Uno de los resultados de este primer y excepcional encuentro en el MIT con las prótesis informáticas desarrolladas por Valente y su equipo, fue su aplicación, con el apoyo de Jérôme Lejeune, en pacientes trisómicos y otras “enfermedades de la inteligencia”, como se llamaba la cátedra de Jérôme en la Facultad de Medicina de París. Hicimos las primeras pruebas con pacientes de Jérôme durante mi corta estada en 1981 en el Centre Mondial Informatique en la capital francesa. Este Centro merece un comentario. Fue una propuesta revolucionaria de Jean-Jacques Servan-Schreiber, autor del célebre libro El desafío americano (París, 1968). Nicholas Negroponte fue su primer director científico y me invitó a colaborar en ese Centro. Además, Nicholas había lanzado simultáneamente la construcción del Media Lab del MIT, laboratorio que resultó decisivo para la expansión mundial de la informática y las comunicaciones. Su libro clásico Being Digital (Knopf, 1995) aún hoy continúa enriqueciendo el pensamiento digital. Recuerdo, como anécdota, que Nicholas viajaba periódicamente a los Estados Unidos para supervisar la obra en el MIT, fruto de su colaboración con el gran arquitecto Ieho Ming Pei, autor de la famosa pirámide del Louvre.
Una invitación providencial en esos días en París cambió el rumbo de mi vida científica. Fue cuando Nicholas me transmitió la invitación del presidente de Colombia, Belisario Betancur, para ir Bogotá e instalar allí las primeras computadoras para niños en las escuelas, cosa que hice muy complacido en compañía de Seymour Papert. Nicholas me designó en 2005 Chief Education Officer del programa OLPC One Laptop Per Child, una computadora por niño, proyecto que logramos introducir en decenas de países. Un sueño hecho realidad. La implementación más importante de OLPC se desarrolló en Uruguay con el programa del gobierno de entregar laptops conectadas a internet a todos los alumnos y docentes de las escuelas públicas del país, el ya famoso Plan Ceibal (www. ceibal.edu.uy).

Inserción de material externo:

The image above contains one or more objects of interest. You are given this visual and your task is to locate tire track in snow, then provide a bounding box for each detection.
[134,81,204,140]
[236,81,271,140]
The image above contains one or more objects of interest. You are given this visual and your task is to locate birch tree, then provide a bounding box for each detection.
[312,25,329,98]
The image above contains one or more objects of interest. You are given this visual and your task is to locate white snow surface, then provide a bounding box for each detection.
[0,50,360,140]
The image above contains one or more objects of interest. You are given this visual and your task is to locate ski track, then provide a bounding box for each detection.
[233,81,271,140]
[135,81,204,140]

En la Argentina la tarea educativa iniciada por Papert en el MIT fue rápidamente asimilada, y perfeccionada, gracias al esfuerzo que realizó el ingeniero Horacio Reggini con sus nuevos desarrollos del lenguaje Logo, que fueron aplicados con enorme éxito en una escuela de niños con discapacidades auditivas, el Instituto Oral Modelo (IOM) por el joven informático Percival J. Denham.

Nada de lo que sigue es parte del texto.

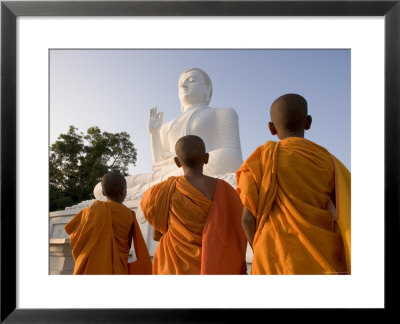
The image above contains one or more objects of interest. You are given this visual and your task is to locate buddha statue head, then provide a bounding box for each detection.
[178,68,212,111]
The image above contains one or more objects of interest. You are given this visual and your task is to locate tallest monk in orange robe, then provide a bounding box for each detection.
[236,94,351,274]
[141,135,247,274]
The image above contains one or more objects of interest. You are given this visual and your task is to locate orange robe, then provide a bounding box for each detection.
[236,137,351,274]
[141,176,247,274]
[65,200,151,274]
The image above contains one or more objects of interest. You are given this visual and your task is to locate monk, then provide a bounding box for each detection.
[236,94,351,274]
[65,172,151,275]
[141,135,247,275]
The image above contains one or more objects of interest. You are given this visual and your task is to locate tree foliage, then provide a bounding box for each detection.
[49,126,136,210]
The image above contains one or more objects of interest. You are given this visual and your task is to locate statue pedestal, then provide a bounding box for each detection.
[49,198,253,275]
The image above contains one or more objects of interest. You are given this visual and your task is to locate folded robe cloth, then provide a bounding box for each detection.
[65,200,151,274]
[236,137,351,274]
[141,176,247,274]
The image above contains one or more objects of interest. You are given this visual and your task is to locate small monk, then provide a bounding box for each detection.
[140,135,247,275]
[65,172,152,275]
[236,94,351,274]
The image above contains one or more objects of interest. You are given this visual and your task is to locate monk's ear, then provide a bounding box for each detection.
[268,122,278,135]
[174,156,182,168]
[204,153,210,164]
[304,115,312,130]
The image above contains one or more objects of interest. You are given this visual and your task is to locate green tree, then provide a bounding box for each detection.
[49,126,136,210]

Al primer encuentro con Jérôme en el MIT se sucedieron varios. Uno de ellos en la Argentina, cuando vino invitado a dictar conferencias y un seminario de varios días que tuvo lugar en la estancia “La Armonía” de Cobo, cerca de Mar del Plata. Allí, paseando por el estanque que alegra la casona principal, nos propusimos con Jérôme organizar una primera reunión en la Pontificia Academia de Ciencias en el Vaticano enteramente dedicada a la informática y a la inteligencia. Reunión que logramos concretar una década después, cuando Jérôme ya no estaba con nosotros (falleció en 1994), pero el tema inspiró una serie de sesiones que se pueden consultar por internet (www.pas.org). Merece mencionarse la de 2017, junto a la Fundación World Wide Cooperation que presidía Romano Prodi, ex primer ministro de Italia, donde se propuso que la “conectividad es un derecho humano”, derecho que debido a la pandemia y al cambio climático que estamos padeciendo, se hace cada día más urgente.
Recuerdo el día que llamé a Jérôme a París para Navidad de 1993; me confesó que estaba con cáncer, en medio de un doloroso tratamiento. Conservo su carta donde me habla de su enfermedad, que soportó con admirable firmeza. Escribía sus misivas a mano, usaba una pluma a la antigua y tinta negra, con una bellísima caligrafía. Generalmente firmaba “votre ami fidèle, ut semper”.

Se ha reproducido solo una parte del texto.